Так оно было? Так кто ж его знает, я не бугай, в задницу ему не влезал, в голову – тем более, да и каким образом? Что было в голове, то было, какое мое дело – но на носу у него уже был двадцатник, и, когда я видел, как парень прозябает, сердце мое обливалось кровью. А Пепа, устроившись на своей половине ложа с маленьким блокнотиком поверх одеяла, писала: «Оставь его в покое, нечего искать у кошки пятую ногу, такой уж он есть, таким родился. Всегда был тихим ребенком и тихим останется (сроду не писала так много) – благословенны тихие. Что ты уперся, хочешь из него сделать такого же зверя, как ты сам, – тут она почесывала мне грудь, – ты тоже всегда был такой, я уверена. Одни – такие, другие – сякие, дай же Хавьеру спокойно жить».
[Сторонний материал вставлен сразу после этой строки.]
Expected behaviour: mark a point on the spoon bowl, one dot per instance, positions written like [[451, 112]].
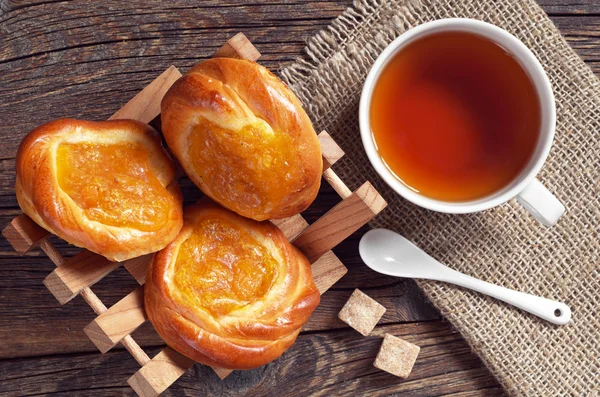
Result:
[[389, 253]]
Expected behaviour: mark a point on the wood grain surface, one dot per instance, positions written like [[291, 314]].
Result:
[[86, 59]]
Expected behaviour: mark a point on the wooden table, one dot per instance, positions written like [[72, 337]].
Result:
[[84, 60]]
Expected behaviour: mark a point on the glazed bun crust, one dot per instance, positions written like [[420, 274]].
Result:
[[235, 306], [106, 186], [243, 138]]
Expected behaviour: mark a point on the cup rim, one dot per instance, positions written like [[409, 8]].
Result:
[[528, 61]]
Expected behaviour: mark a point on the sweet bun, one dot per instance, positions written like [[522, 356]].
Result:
[[243, 138], [229, 291], [106, 186]]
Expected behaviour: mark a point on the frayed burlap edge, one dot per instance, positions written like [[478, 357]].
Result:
[[503, 245]]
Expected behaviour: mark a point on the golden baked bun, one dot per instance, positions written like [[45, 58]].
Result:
[[243, 138], [106, 186], [229, 291]]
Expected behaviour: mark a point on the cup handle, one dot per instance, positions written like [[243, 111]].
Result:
[[542, 204]]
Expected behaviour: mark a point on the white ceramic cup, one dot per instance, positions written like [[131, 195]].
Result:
[[542, 204]]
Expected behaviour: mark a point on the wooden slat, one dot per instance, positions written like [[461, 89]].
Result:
[[23, 233], [145, 106], [120, 320], [78, 272], [336, 183], [238, 47], [340, 222], [95, 303], [327, 270], [330, 149], [160, 373]]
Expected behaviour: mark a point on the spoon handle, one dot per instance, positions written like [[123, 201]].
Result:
[[550, 310]]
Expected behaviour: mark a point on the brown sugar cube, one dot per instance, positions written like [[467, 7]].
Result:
[[361, 312], [396, 356]]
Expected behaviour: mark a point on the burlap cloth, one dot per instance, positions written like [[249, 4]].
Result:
[[504, 245]]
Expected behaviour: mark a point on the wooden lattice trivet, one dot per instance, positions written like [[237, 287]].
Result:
[[75, 276]]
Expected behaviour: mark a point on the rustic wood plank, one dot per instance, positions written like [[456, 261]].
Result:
[[91, 59], [47, 328], [344, 360], [82, 270], [160, 373], [143, 106], [340, 222], [238, 47], [120, 320]]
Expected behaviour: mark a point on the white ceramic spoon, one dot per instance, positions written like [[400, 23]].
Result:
[[389, 253]]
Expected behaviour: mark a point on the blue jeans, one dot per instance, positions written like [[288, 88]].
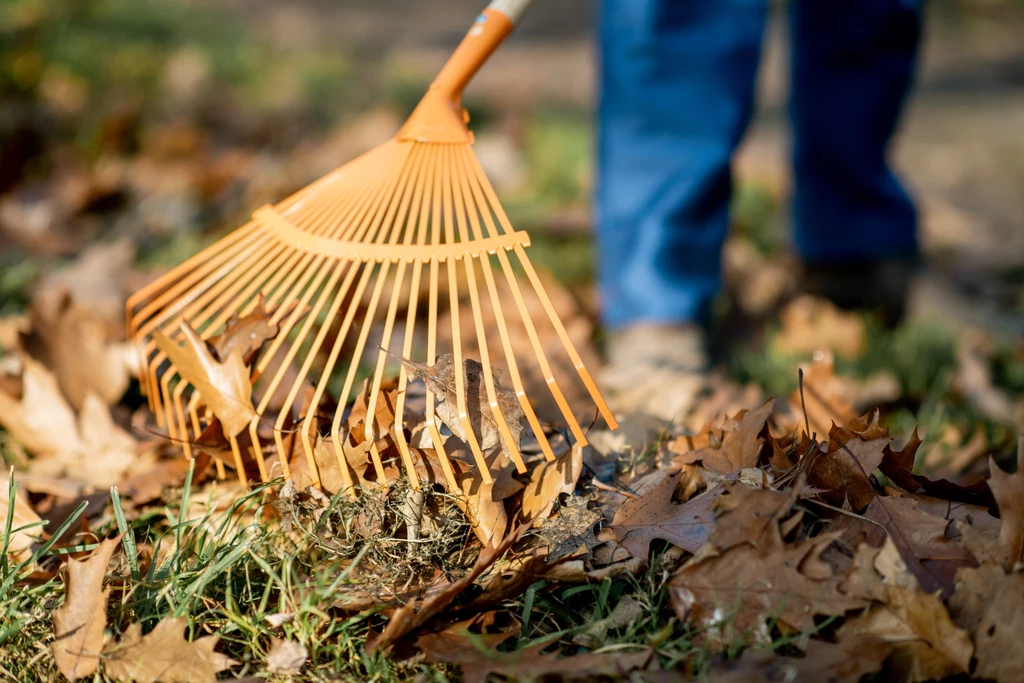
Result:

Жить. Я-то как раз и хотел дать ему жить, влить в него жизнь. А у него бой быков вызывал скуку и отвращение, в бордель пойти со мной он стеснялся, а припертый к стенке, сказал, что это грех и что исповедник ему запретил. «Больше слушай исповедника, а не отца родного, посмотришь, чем оно кончится!» – крикнул я и вышел, хлопнув дверью, и потащился в бордель один, но в тот вечер что-то мне не пошло и вскорости я вернулся домой. «Пепа, – сказал я, – надо парня женить, иначе он совсем захиреет». А она кивнула и дописала: «Надо так надо. Только помни, Франсиско, хорошая жена – это тебе не трава, всюду не растет, надо сначала поискать».
Да что она там понимает, чего искать-то, на следующий день я черкнул Мартину Гойкоэчеа, как там его Гумерсинда, все еще на выданье? На выданье. «Ну так за дело», – сказал я себе, и спустя месяц мы повесили в церквях уведомления.
Была даже красивой. Тихой. Пришли мы к ним с визитом, я старался понравиться. Приглядывался к ее волосам, густым, вьющимся, сзади собранным, а надо лбом приподнятым. И к губам. Прелестным губам. Припухшим. На ощупь напоминали что-то милое и теплое, вроде как подушечки на лапках у кошки. Особо мы друг с другом не разговаривали, ведь все уже было оговорено.
Разве улица наша и наш приход видели такую свадьбу? Ой, не верю. Семейка Гойкоэчеа на деньгах сидит, делает их, да и чем иным может заниматься торгаш, как не куплей-продажей и надувательством наивных, – но даже на них (это хорошо было видно) церемония произвела впечатление. А тем более богатство нашего дома.
Церковь вся разукрашена, а свечей пошло столько, что лучше и не вспоминать, светло, можно подумать, что под голым небом сидишь, кадильниц в два раза больше обычного, некоторые даже жаловались на сухость в горле. А Пепа моя в платье, какое сама себе шила в последние недели, вся так и искрилась бриллиантами и золотом горела; в тот единственный день от каждого ее движения вся она начинала блестеть и переливаться, а стареющее тело ее будто светилось. Как молодое.
Возвращались мы из церкви хороводом, радостно, а она слезы льет, ну, думаю, эту несчастную уже ничто не спасет. Ей бы только плакать: грустно – плачет, весело – плачет, спасайся, кто как может, – утонем. Дома то же самое: пробки из бутылок стреляют, прислуга туда-сюда летает, музыка играет, а Пепе только бы где-то спрятаться, укрыться в шкафу, в чуланчике.
Гости на патио сидят за длинными столами, столы от еды ломятся – не для красного словца говорю, так оно было, один из столов даже рухнул под тяжестью блюда с поросенком. Гляжу, все вдруг стали оборачиваться, грохот, наверно, стоял страшный, одних тарелок штук двенадцать разлетелось вдребезги, тогда и я, как они, оборачиваюсь – и в самом деле, поросенок на земле, вино по скомканной скатерти стекает, собака бросается на разлетевшиеся в разные стороны колбаски, словом – голландская живопись. А я и говорю: «Ничего не случилось, разбилось на счастье, сто лет молодой паре!» Надо ведь щедрость свою показать, хотя бы на свадьбе.